In The CERT Guide to Insider Threats: How to Prevent, Detect, and Respond to Information Technology Crimes, authors Dawn Cappelli, Andrew Moore and Randall Trzeciak of the CERT Insider Threat Center provide incontrovertible data and an abundance of empirical evidence, which creates an important resource on the topic of insider threats. There are thousands of companies that have uttered modern day versions of Et tu, Brute due to insidious insider attacks and the book documents many of them.

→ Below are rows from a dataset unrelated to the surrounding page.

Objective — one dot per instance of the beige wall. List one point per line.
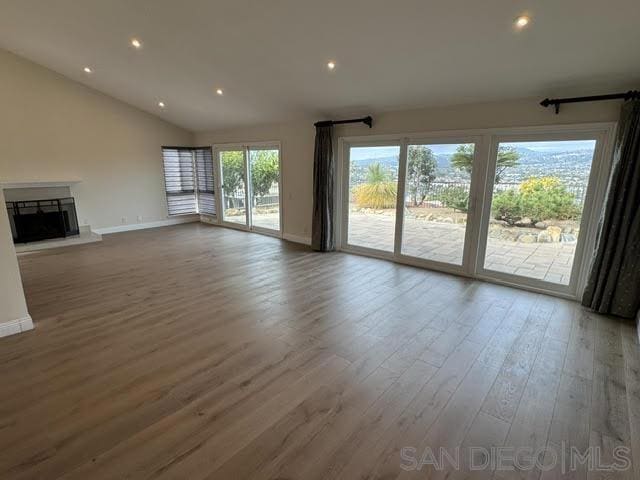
(52, 128)
(12, 303)
(297, 139)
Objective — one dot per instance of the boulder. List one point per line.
(555, 232)
(523, 222)
(528, 238)
(544, 237)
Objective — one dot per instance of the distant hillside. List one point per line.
(572, 167)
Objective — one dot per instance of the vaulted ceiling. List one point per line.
(270, 56)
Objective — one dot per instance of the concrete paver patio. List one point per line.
(444, 242)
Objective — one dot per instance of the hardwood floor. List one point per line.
(196, 352)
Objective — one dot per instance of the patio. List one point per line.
(443, 242)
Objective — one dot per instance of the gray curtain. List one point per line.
(614, 282)
(322, 228)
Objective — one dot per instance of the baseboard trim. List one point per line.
(297, 239)
(14, 327)
(142, 226)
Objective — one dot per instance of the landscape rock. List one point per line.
(523, 222)
(555, 232)
(528, 238)
(544, 237)
(493, 221)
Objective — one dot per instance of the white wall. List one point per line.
(52, 128)
(298, 138)
(13, 308)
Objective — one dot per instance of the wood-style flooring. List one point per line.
(197, 352)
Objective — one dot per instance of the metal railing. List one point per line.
(439, 190)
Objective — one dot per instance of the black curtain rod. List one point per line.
(630, 95)
(327, 123)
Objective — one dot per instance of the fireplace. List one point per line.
(33, 220)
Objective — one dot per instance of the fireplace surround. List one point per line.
(34, 220)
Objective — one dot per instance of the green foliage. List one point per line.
(378, 192)
(455, 197)
(547, 198)
(265, 171)
(462, 159)
(421, 171)
(376, 195)
(507, 205)
(377, 174)
(232, 172)
(537, 198)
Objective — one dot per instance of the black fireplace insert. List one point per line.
(34, 220)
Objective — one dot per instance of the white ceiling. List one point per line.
(270, 55)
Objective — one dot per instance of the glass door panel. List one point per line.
(536, 208)
(373, 193)
(264, 171)
(437, 186)
(233, 178)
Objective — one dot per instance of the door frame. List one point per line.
(246, 147)
(481, 188)
(594, 199)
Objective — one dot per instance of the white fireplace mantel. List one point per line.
(38, 183)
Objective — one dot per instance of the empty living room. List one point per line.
(299, 240)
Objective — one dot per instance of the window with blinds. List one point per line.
(189, 180)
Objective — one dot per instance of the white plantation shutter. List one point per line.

The book is based on work done at the CERT Insider Threat Center, which has been researching this topic for the last decade. The data the threat center has access to is unparalleled, which in turn makes this the definitive book on the topic. The threat center has investigated nearly 1,000 incidents and their data sets on the topic are unrivaled. With that, the book truly needs to be on the desktop of everyone tasked with data security and intellectual property protection.

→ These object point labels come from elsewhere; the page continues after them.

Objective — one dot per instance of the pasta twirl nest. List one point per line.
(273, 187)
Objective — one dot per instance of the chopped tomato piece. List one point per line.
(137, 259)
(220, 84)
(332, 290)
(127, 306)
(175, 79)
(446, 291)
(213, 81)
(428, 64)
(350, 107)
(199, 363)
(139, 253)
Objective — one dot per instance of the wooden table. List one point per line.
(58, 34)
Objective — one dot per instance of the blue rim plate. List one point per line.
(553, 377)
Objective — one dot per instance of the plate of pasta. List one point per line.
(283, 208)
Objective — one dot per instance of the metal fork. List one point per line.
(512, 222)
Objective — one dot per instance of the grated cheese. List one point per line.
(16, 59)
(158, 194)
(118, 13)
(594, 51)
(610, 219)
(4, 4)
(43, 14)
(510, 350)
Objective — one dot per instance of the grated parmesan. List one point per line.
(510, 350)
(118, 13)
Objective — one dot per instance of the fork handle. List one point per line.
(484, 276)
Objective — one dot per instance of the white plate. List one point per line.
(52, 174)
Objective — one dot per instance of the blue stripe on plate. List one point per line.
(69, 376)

The book provides a unique perspective on insider threats as the CERT Insider Threat Center pioneered the study of the topic, and has exceptional and empirical data to back up their findings. While there are many books on important security topics such as firewalls, encryption, identity management and more; The CERT Guide to Insider Threats is the one of the first to formally and effectively tackle the extraordinary devastating problem of trusted insiders who misappropriate data.
Working as a Software Architect one of the main concerns we always have is Security. At an application level that can usually be easily implemented if you are up to speed with the latest industry standards and best practices for the technology you are working in.
Working as an Enterprise Architect, security becomes a much broader subject. Insider threats become part of the picture and there is no cookie cutter solution for them. I have seen plenty of potential issues thwarted, and over the years working as a consultant I have witnessed plenty of successful insider attacks.
One of my first experiences with insider threat was when I was still in the engineering field. We used an email product called Pega eMail. A few of us discovered that no password was required to log into another person's email if it was done in a certain way. We would do goofy stuff like rename each other's folders to stupid names. We got bored with it in about a day and forgot about it. As time went on our company was purchased by an England company.
The new parent company sent in a new president. One of the new president's jobs was to reorganize. People were let go and offices were moved. Some of the people in one of the departments decided they wanted the inside scoop. Apparently they had learned about the email trick. They began reading all the new presidents emails. From what I heard one of them mentioned something in a meeting that was confidential between the new president and the company's London office.
The IT security team started to investigate and discovered the email product flaw. They then monitored the IP logging into the presidents email and discovered the entire department was guilty. One Friday afternoon they were all escorted out of the building.